Sen. Murray Introduces Tax Cut Bill

Senate Budget Committee Chair Patty Murray (D-WA) introduced legislation yesterday to cut taxes for low- and middle-income workers in a few different ways. The legislation is intended to be fully paid for, and although there is no official CBO or JCT score, it appears to accomplish that goal.

The tax cuts include one that has been prominent in recent years and one that has not been part of the tax code for nearly 30 years. The former is an increase in the Earned Income Tax Credit for childless workers. The policy in this bill is somewhat more generous than the President's proposed expansion, nearly tripling the maximum credit from about $500 to $1,400 in 2015 and extending the income at which the credit fully phases out to 133 percent of the full-time earnings of a minimum wage worker, or about $19,000 in 2014. Like the President's expansion, it would also reduce the age at which someone can qualify to 21 (as long as they are not a student or a dependent). To cut down on fraudulent payments, the bill would double the penalty (from $500 to $1,000) for tax preparers who fail to comply with due diligence requirements when preparing returns which claim the credit.

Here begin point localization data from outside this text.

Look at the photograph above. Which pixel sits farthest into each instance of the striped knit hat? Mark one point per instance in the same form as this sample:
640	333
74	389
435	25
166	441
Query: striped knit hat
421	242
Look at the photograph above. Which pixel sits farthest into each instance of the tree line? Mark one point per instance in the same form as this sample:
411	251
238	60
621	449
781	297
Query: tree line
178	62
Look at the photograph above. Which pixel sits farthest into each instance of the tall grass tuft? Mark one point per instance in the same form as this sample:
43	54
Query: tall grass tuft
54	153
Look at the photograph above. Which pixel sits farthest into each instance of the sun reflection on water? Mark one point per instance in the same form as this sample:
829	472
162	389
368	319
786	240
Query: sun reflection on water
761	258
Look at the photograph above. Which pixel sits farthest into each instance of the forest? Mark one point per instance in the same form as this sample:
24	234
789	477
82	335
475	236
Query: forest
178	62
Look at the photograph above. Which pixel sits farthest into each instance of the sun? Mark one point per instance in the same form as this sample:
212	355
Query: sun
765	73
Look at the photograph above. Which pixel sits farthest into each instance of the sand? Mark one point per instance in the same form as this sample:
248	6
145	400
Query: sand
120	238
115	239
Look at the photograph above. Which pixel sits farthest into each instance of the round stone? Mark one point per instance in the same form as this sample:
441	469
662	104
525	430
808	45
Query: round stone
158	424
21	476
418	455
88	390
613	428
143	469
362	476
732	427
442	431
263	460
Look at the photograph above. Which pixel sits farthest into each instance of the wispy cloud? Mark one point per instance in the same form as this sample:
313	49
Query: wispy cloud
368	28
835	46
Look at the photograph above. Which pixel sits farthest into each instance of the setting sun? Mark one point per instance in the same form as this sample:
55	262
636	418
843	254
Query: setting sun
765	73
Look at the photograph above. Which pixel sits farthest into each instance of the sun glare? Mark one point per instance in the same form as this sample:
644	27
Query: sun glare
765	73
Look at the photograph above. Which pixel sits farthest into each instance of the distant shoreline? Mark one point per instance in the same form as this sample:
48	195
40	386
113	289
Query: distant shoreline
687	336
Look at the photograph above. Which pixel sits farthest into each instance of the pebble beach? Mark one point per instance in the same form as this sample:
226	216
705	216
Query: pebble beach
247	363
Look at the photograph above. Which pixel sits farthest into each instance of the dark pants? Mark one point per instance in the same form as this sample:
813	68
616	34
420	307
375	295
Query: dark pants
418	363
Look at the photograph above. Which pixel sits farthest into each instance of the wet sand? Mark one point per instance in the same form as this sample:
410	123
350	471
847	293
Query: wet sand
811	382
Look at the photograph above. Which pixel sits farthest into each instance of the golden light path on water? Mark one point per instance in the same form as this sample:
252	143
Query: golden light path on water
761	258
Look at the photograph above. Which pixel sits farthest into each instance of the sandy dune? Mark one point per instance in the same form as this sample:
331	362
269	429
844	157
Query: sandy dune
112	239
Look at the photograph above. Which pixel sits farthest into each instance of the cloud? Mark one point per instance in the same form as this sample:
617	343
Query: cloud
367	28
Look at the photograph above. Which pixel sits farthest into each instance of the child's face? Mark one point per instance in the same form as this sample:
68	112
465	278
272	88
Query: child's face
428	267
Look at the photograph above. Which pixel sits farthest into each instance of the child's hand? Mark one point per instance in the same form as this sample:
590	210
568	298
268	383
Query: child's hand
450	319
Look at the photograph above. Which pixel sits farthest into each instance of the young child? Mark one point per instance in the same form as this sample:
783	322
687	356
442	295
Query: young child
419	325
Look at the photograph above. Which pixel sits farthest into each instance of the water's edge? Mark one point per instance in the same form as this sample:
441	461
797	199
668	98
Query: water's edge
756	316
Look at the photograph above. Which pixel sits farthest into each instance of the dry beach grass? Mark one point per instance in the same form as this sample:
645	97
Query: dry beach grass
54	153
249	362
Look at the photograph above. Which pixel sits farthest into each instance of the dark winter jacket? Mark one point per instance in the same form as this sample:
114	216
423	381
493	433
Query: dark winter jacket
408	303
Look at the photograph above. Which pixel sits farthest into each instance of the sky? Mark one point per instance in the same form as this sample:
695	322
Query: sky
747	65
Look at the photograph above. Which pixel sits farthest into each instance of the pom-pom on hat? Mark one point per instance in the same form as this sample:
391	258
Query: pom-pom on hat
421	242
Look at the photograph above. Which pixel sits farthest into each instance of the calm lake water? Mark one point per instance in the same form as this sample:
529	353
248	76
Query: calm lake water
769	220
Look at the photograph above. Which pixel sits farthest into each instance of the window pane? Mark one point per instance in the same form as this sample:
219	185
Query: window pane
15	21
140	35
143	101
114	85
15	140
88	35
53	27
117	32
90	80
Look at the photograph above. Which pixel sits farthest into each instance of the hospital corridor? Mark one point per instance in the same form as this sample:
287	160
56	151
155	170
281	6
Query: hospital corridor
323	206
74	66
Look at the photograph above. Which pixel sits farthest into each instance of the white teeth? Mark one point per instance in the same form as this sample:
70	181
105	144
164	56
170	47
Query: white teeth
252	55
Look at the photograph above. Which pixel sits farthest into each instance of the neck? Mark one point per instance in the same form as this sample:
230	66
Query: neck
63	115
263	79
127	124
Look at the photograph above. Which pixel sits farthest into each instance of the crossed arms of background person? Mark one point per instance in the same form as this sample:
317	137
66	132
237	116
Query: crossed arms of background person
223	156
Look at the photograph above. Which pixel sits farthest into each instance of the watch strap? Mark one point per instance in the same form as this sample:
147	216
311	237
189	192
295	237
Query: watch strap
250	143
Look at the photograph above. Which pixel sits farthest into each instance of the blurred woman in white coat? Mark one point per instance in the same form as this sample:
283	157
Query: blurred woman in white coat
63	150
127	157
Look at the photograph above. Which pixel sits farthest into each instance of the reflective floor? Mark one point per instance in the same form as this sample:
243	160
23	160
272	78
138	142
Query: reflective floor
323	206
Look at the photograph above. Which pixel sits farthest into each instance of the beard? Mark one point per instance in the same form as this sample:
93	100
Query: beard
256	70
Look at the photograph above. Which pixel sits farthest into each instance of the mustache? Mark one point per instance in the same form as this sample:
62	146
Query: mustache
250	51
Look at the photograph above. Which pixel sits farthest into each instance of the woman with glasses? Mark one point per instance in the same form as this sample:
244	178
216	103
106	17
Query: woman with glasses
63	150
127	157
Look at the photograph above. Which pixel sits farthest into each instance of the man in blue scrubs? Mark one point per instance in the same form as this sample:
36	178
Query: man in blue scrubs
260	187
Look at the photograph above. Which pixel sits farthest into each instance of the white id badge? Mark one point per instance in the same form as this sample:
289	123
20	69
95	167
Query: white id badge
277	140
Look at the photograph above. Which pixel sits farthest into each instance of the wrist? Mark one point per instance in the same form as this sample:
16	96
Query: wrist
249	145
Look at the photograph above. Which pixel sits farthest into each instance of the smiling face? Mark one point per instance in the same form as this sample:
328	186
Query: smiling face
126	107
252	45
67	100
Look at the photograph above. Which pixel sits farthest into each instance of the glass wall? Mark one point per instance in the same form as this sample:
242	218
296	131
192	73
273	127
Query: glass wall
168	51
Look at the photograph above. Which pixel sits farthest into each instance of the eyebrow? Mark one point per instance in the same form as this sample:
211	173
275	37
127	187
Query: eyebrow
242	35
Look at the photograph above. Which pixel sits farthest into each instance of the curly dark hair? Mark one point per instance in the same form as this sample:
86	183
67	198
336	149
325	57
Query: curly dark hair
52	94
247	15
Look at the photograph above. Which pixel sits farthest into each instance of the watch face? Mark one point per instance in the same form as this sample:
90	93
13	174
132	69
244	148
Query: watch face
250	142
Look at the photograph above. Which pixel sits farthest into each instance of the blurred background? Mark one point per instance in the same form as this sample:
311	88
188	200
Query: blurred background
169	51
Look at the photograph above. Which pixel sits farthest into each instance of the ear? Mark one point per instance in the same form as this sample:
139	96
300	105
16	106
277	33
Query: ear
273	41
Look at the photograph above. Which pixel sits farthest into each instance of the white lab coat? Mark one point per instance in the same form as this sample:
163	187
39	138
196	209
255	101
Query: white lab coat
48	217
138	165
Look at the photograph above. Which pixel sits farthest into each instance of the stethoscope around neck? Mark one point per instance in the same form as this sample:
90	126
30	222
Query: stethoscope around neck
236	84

The second tax cut would bring back a form of the two-earner deduction, which existed in the tax code prior to the Tax Reform Act of 1986. The pre-1986 version provided a deduction to married couples equal to 10 percent of the second earner's first $30,000 of income (for a maximum deduction of $3,000). The Murray version, based on a proposal by the Hamilton Project, would instead provide a 20 percent deduction of the second earner's first $60,000 of income (for a maximum deduction of $12,000) but would restrict it to families with a child under the age of 12. It would also phase out the deduction between the income ranges of $110,000 and $130,000, coinciding with when the child tax credit phases out.

According to Murray's office, these tax cuts would cost $145 billion over ten years. They would be paid for with two variants on policies that were included in the tax reform discussion draft produced by House Ways and Means Committee Chair Dave Camp (R-MI). The first would end exceptions to the $1 million limit on the deductibility of executive compensation. Currently, performance bonuses and stock options are generally not subject to the limit. The policy would also broaden the limit to apply to all current and former employees, not just the CEO and the four other highest-paid employees. A similar policy introduced last year in the Senate was estimated to raise $50 billion over ten years.

The second policy would tax multinationals with low overseas tax rates. Currently, multinationals can defer taxation on profits earned abroad until the money is returned to the United States. The proposal would tax profits in the year they are earned if the profits are subject to a foreign tax rate less than 15 percent (effectively creating a 15 percent minimum tax). The Camp discussion draft included a similar provision, raising $115 billion over ten years, but set a rate of 12.5 percent and only included it in the context of switching to a territorial system (which would eliminate U.S. taxation on active foreign income). The Murray version could raise somewhat more.

It is good to see lawmakers finding offsets for new proposals at a time when that has often not been the case. Some version of these proposals could be components of comprehensive tax reform as well.